This paper develops a networked federated learning algorithm to solve nonsmooth objective functions. To guarantee the confidentiality of the participants with respect to each other and potential eavesdroppers, we use the zero-concentrated differential privacy notion (zCDP). Privacy is achieved by perturbing the outcome of the computation at each client with a variance-decreasing Gaussian noise. ZCDP allows for better accuracy than the conventional $(\epsilon, \delta)$-DP and stronger guarantees than the more recent R\'enyi-DP by assuming adversaries aggregate all the exchanged messages.

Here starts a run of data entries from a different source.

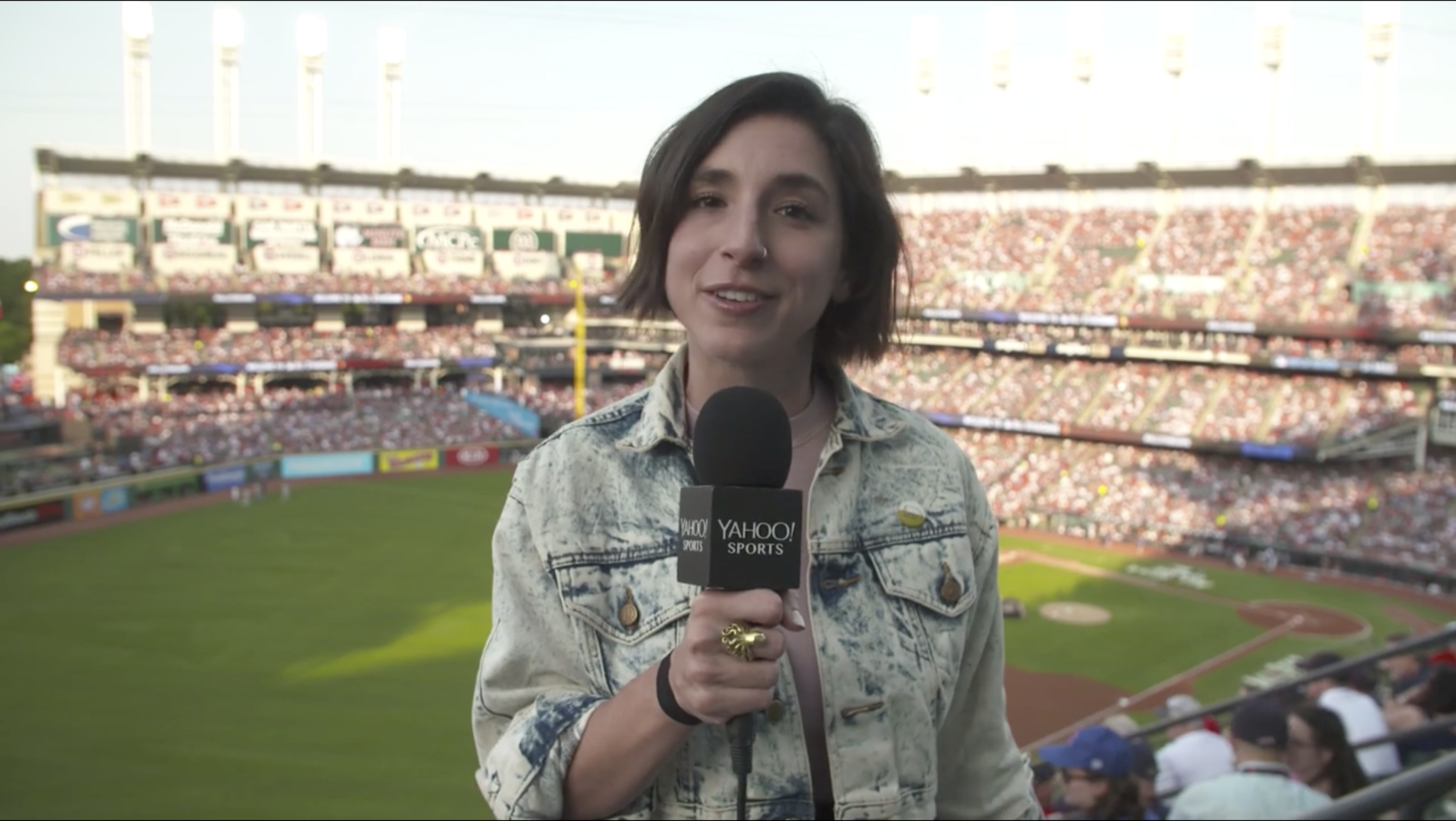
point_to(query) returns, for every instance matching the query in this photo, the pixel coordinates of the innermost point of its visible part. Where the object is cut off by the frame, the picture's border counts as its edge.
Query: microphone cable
(740, 743)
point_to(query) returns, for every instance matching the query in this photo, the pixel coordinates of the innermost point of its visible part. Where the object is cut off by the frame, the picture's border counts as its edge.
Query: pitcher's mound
(1075, 613)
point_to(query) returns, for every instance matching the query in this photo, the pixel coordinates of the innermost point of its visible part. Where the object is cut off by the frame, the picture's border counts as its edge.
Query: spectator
(1261, 785)
(1193, 755)
(1406, 671)
(1358, 711)
(1097, 769)
(1320, 753)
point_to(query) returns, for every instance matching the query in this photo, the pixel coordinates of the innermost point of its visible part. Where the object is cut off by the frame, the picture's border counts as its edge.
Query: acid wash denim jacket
(902, 594)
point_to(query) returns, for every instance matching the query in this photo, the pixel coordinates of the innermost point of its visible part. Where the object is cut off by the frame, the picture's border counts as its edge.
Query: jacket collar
(664, 411)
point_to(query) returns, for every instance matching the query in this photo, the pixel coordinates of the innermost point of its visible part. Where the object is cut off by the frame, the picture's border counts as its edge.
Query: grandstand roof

The proposed algorithm relies on the distributed Alternating Direction Method of Multipliers (ADMM) and uses the approximation of the augmented Lagrangian to handle nonsmooth objective functions. The developed private networked federated learning algorithm has a competitive privacy accuracy trade-off and handles nonsmooth and non-strongly convex problems. We provide complete theoretical proof for the privacy guarantees and the algorithm's convergence to the exact solution. We also prove under additional assumptions that the algorithm converges in $O(1/n)$ ADMM iterations. Finally, we observe the performance of the algorithm in a series of numerical simulations.

翻译：本文开发了一种网络化联邦学习算法，用于求解非光滑目标函数。为确保参与者之间及针对潜在窃听者的机密性，我们采用了零集中差分隐私概念(zCDP)。隐私保护通过对每个客户端的计算结果添加方差递减的高斯噪声来实现。相比传统的$(\epsilon, \delta)$-DP，zCDP能实现更高的准确度，且相较于更新的Rényi-DP，它通过假设攻击者聚合所有交换消息而提供更强保障。所提算法基于分布式交替方向乘子法(ADMM)，并利用增广拉格朗日函数的逼近来处理非光滑目标函数。该私有网络化联邦学习算法具有竞争性的隐私-准确度权衡，并能处理非光滑与非强凸问题。我们提供了关于隐私保障及算法收敛到精确解的完整理论证明。同时在附加假设下证明了算法在$O(1/n)$次ADMM迭代后收敛。最后通过一系列数值模拟观察了算法的性能表现。